John Hodgman On Flying, Seattle Socialists And 'The Twitter'

Nov 22, 2013

John Hodgman, left, and John Roderick perform Friday night at the Neptune Theatre in the University District.
John Hodgman, left, and John Roderick perform Friday night at the Neptune Theatre in the University District.
Credit KUOW Photo/Bond Huberman

Comedian John Hodgman and songwriter John Roderick came by KUOW’s studios to promote their show at 8 p.m. on Friday at the Neptune Theatre in the University District. What followed, however, was a wonderfully meandering conversation that focused on ribbing our dear host Steve Scher.  

Highlights are below, but honestly, you should listen, because you will laugh out loud.  

John Hodgman raises an unsettled matter -- whether one is flying when wearing a wingsuit -- from his podcast, Judge John Hodgman:

Steve Scher: So John Roderick, when people launch themselves off mountains, do you believe that they’re flying?

Roderick: I do. I think the wingsuit is generating lift and therefore they are flying.

Hodgman: No, it is slowing descent. Is someone in a parachute flying?

On a dispute between a son and his father:

Hodgman: The father is addicted to watching “Studio 60 on the Sunset Strip” – for those of you who couldn’t quite hear Steve’s look of utter incomprehension – the father has the DVD set of the single extant season of this fascinatingly misguided non-comedy comedy show that he watches every time he goes to the country.

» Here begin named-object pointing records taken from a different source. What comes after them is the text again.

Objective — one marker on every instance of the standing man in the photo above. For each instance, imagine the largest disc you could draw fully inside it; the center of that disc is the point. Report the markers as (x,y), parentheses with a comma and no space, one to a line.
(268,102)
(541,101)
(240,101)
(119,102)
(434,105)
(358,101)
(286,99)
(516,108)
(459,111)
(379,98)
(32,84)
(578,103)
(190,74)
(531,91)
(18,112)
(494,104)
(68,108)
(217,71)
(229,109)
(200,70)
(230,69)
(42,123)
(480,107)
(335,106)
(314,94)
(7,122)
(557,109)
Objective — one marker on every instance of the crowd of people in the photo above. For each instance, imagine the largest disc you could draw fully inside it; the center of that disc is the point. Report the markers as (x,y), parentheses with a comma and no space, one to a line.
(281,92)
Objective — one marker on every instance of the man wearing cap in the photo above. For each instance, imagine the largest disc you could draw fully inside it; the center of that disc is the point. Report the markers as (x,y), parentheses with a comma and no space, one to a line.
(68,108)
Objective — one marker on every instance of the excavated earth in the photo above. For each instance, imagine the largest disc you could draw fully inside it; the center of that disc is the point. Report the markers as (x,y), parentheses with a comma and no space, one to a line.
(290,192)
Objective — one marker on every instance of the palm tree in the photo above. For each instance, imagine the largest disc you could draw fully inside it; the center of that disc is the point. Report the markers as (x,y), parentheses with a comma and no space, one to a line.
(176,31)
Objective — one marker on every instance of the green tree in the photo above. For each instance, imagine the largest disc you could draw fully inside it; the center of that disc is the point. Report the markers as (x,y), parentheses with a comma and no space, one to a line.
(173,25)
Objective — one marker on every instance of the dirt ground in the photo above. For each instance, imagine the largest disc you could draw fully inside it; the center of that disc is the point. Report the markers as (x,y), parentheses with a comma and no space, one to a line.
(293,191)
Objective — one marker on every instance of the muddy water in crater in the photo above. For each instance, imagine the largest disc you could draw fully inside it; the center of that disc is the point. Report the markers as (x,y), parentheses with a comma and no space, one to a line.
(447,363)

The son wants to buy him a new copy because it’s gotten beaten up and all scratched. But his father will not hear of it. He’ll walk out of the room if the son mentions it. …

I feel a similar sense of compulsion and shame that the father does in this situation. But his connection to this particular DVD set is unknown to me and mysterious. It’s either his fondness for the Walter Benjamin, The Work of Art in the Age of Mechanical Reproduction, the aura of the authentic – he has a connection to that actual thing  … or the DVDs in his “Studio 60 on Sunset Strip” set are for something else that he does not want to admit.

Roderick: Has the son actually ever seen “Studio 60 on the Sunset Strip” appear on the screen?

Hodgman: Yeah, I think he’s got something else in the “Studio 60” sleeve.

On podcastees and twitterers:

Scher: I have a question, if I may. The podcasting. How many podcasters do you have right now? How many podcastees do you have right now?

Roderick and Hodgman: I don’t understand what you --

Roderick: What part of speech are you using?

Hodgman: A podcast! How much do they go for, a dozen these days? Do you have to pack those in cotton padding?

Roderick: I have 40 podcastees.

Scher: That’s how many people are listening?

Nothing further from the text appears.